Beets are best started outdoors once the soil temperature has warmed to 60 degrees or even warmer. Yes, they grow well in cool temperatures, but are slow to germinate in cold soil. Plant 2 to 3 inches apart, and be prepared to thin them in a month to 3 to 4 inches apart. Each “seed” is actually a seed capsule containing two to six seeds. They like soil that is near neutral in pH, so if you have acidic soil, add a little limestone. And they are deep rooted, so plant in fluffy soil for best results.
Hoping to jump the gun this year, I planted some beets in flats indoors on April 10. I started them on an electric seed warming mat but only got 20 percent germination, and the plants have long stems and are flopping over — even with bright fluorescent lights over them. I won’t do it again. I’ll plant mine outdoors this week.
Carrots also want fluffy light soil — and few if any stones. Comb through the soil carefully to get out rocks — I use a CobraHead weeder for that. Add lots of compost and some bagged organic fertilizer at planting time and again in early July.

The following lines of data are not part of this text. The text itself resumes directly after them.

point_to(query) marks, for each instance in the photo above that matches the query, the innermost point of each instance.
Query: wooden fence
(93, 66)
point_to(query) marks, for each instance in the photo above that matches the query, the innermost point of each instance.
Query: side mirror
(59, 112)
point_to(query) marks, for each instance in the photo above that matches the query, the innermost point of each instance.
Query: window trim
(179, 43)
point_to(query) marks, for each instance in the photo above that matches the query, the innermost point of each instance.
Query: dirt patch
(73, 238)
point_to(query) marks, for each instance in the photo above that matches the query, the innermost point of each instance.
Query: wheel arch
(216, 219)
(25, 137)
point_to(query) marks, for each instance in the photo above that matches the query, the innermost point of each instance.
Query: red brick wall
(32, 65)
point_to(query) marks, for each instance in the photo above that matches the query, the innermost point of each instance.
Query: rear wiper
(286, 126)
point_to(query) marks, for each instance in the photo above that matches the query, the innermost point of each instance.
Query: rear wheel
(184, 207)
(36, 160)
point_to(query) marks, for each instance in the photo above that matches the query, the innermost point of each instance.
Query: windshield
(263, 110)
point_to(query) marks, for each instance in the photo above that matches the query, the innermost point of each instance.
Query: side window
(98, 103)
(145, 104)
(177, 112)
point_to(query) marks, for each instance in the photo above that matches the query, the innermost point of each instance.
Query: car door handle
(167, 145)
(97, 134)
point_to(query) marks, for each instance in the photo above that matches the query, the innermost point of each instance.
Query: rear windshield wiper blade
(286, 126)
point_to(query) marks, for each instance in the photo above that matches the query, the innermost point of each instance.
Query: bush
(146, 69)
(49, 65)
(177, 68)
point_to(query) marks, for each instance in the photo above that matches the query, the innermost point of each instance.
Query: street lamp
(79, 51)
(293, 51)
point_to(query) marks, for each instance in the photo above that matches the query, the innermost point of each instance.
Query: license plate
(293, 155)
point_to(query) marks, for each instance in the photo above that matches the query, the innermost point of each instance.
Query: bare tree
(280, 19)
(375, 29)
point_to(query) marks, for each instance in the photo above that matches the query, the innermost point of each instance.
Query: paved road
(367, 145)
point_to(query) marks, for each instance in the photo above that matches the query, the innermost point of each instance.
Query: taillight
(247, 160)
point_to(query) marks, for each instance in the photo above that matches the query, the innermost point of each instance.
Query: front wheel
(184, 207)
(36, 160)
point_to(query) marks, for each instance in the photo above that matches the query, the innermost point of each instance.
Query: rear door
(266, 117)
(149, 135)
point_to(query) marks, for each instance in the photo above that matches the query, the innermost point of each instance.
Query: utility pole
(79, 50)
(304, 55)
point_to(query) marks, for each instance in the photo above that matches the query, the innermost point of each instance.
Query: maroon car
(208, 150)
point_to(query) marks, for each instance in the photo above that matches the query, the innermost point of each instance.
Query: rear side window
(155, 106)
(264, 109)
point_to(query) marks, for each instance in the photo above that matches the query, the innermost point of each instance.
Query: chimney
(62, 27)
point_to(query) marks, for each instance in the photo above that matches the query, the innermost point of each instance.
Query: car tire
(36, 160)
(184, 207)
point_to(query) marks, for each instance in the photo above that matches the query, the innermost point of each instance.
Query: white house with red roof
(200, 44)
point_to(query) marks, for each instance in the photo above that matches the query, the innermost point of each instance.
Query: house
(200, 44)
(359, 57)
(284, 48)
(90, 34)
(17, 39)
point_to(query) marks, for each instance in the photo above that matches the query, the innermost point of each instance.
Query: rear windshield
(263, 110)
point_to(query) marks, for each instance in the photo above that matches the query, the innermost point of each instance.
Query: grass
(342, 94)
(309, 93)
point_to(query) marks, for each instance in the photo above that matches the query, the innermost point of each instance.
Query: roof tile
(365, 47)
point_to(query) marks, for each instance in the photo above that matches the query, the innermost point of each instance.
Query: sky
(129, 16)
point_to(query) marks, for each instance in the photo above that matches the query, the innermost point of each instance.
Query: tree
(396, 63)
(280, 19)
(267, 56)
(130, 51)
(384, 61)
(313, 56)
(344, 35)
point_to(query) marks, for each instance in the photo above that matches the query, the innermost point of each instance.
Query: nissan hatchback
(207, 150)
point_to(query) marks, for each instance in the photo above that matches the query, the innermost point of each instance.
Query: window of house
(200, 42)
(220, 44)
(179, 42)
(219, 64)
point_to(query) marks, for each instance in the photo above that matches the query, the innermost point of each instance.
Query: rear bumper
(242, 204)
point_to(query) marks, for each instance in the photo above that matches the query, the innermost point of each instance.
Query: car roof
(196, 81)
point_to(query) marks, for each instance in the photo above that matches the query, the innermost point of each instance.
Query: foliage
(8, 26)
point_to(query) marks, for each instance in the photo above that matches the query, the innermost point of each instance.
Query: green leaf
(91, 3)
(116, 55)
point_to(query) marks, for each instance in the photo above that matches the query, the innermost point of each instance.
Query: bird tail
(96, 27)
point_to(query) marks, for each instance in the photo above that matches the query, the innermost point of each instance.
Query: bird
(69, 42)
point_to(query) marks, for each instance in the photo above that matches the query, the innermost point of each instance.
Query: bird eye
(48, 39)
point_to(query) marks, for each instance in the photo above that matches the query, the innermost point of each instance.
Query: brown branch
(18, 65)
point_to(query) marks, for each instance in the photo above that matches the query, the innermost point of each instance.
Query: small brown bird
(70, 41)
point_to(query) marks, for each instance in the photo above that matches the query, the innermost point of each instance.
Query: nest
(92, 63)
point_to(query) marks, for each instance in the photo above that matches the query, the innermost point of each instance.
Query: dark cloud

Carrot seeds are tiny, but it’s worth your time to plant them individually, or nearly so. It will save a lot of time thinning them later on. Put seeds in the palm of one hand, and push one away from the rest with a pencil or pocket knife. Pick it up, plant it, and repeat. Tedious, yes. I like to plant them about an inch and a half apart, and thin to 3 inches when the thinnings are big enough to be worth eating.
Cauliflower is fussy. If it gets too hot or too cold it will “button” and not form a proper head. And unlike broccoli, cauliflower makes no side shoots (with rare exceptions). There is a purple one that I have grown, gorgeous in the garden but it turns gray when cooked.
Likewise, I don’t grow celery. It attracts slugs, gets woody and tough if the soil dries out, and is generally unsatisfactory. But I’m a serious cook and often need that celery flavor. Instead, I grow celeriac, also known as celery root. This is a great root crop that is pest free and stores for a long time. It’s funny looking with lots of roots that I cut off the bulb. Then I chop or grate it.
Celeriac, unfortunately, is not often sold in six-packs at the garden centers. But it’s worth asking for it as the seeds germinate slowly and take a long time to get big. I planted mine on April 10 and they are just an inch tall five weeks later. Still, it will grow well into the fall, so you could try planting seeds. Celeriac needs soil with plenty of moisture all summer.
I avoided growing corn for decades, instead I bought just a couple of ears at a time. I’m a bit like a raccoon: I tend to glut on it when there’s plenty in the garden because it’s so darn tasty. But for the past two years I have grown it. Here’s what I have discovered: you do need to plant it in blocks of four rows to get good pollination. And it needs plenty of supplemental nitrogen to do well. Last year, I ran out of fertilizer and thought that since the soil was good, it would do fine. But corn in that section was short and spindly.
Fencing is probably the best to keep out coons, but I also used some solar-powered blinking red lights that are said to scare them off. Those are touted as deer repellents, too. I had some raccoon damage, but I probably needed more of them as the corn patch was very long. You need a minimum of four units to point in every direction.